Нет. Не годится, подумав хорошенько, спохватилась она, ведь там-то он точно будет ее подстерегать. Лучше взять такси. Конечно, это дороже, зато если на нем только выбраться из города, к примеру доехать до Сан-Джиминьяно, то дальше можно пересесть на поезд до Флоренции. А там, среди несметных толп, она уж как-нибудь да затеряется.

В дом Лили вошла не со стороны площади, а через темную улочку, заставленную ржавыми мусорными баками и велосипедами на приколе, и стала подниматься по лестнице.

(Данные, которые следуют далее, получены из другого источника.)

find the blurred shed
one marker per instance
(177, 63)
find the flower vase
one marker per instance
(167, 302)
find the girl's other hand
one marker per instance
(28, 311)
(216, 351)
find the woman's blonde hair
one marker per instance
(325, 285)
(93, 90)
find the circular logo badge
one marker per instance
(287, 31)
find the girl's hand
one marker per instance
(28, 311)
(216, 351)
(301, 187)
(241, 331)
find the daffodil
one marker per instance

В коридоре звучала музыка, доносившаяся через приоткрытую дверь в одной из соседних квартир. «Это тот ненормальный паренек, – догадалась она. – Тито со своим чертовым радиоприемником». Она поймала застывший, точно у зомби, взгляд мальчишки, сидевшего сгорбившись на диване. И прошла к своей квартире. Уже достав из кармана ключи, она вдруг обратила внимание на спичку – и застыла как вкопанная.

Между дверью и косяком ее не было – она валялась на полу.

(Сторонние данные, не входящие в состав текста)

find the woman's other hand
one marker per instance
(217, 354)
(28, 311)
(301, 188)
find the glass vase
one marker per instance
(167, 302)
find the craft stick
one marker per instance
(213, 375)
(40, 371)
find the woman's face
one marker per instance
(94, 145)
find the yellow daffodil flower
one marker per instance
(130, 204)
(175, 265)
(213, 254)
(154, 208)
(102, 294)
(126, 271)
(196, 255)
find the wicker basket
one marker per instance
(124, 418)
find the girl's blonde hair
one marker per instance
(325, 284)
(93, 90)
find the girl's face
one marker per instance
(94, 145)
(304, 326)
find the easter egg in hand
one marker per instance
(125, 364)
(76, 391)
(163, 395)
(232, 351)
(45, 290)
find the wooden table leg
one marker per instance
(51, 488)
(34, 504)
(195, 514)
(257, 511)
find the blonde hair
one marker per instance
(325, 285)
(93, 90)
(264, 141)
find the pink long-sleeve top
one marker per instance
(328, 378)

Лили отпрянула, чувствуя, как у нее заколотилось сердце. Когда она, пятясь, отступила к двери Тито, паренек посмотрел на нее и помахал рукой. Не самое подходящее время для начала общения. «Только не говори ни слова, – молча молила она. – Не смей говорить!»

– Ты что, сегодня не на работе? – обратился он к ней по-итальянски.

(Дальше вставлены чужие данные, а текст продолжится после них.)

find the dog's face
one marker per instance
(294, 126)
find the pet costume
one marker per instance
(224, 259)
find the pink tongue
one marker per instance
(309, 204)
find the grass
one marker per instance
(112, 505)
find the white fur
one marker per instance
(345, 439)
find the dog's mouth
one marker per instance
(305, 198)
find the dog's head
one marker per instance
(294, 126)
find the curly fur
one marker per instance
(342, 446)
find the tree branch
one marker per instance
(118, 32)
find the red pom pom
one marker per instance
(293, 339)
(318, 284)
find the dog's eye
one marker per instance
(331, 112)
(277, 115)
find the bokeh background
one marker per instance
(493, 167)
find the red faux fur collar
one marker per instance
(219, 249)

Она развернулась и бросилась вниз по лестнице. И, выбежав на улицу, едва не споткнулась о велосипеды. «Черт, опоздала!» – подумала она, свернув за угол и взбегая по короткому лестничному пролету. Юркнув в заросший сад, она припала к осыпающейся стене и так и замерла, затаив дыхание. Пять минут, десять… Ни шагов, ни топота – никаких других звуков погони.

«Может, спичка выпала сама по себе? Может, еще успею забрать чемодан и деньги?»

Решившись высунуться из-за стены, она оглядела улицу. Ни души.

«Может, повезет? Может, рискнуть?»

Она осторожно выбралась на ту же улочку. И затем узкими закоулками добралась до площади. Но идти дальше в открытую она не решилась – украдкой выглянула из-за угла и посмотрела на окно своей квартиры. Деревянные ставни – открыты, как до ее ухода. Но тут сквозь сгущающиеся сумерки она уловила в окне движение. В проеме между ставнями мелькнул силуэт – всего лишь на миг.

Она отскочила обратно за угол. Черт! Проклятье!

Она расстегнула рюкзак и пошарила в бумажнике. Сорок восемь евро. Хватит, чтобы купить билет на автобус и раза два-три перекусить. А может, и на такси до Сан-Джиминьяно, но не больше. У нее была с собой банковская карточка, но она решалась пользоваться ею только в больших городах – там можно было быстро раствориться в толпе. Последний раз она использовала ее еще во Флоренции, вечером в субботу, когда на улицах было полно народу.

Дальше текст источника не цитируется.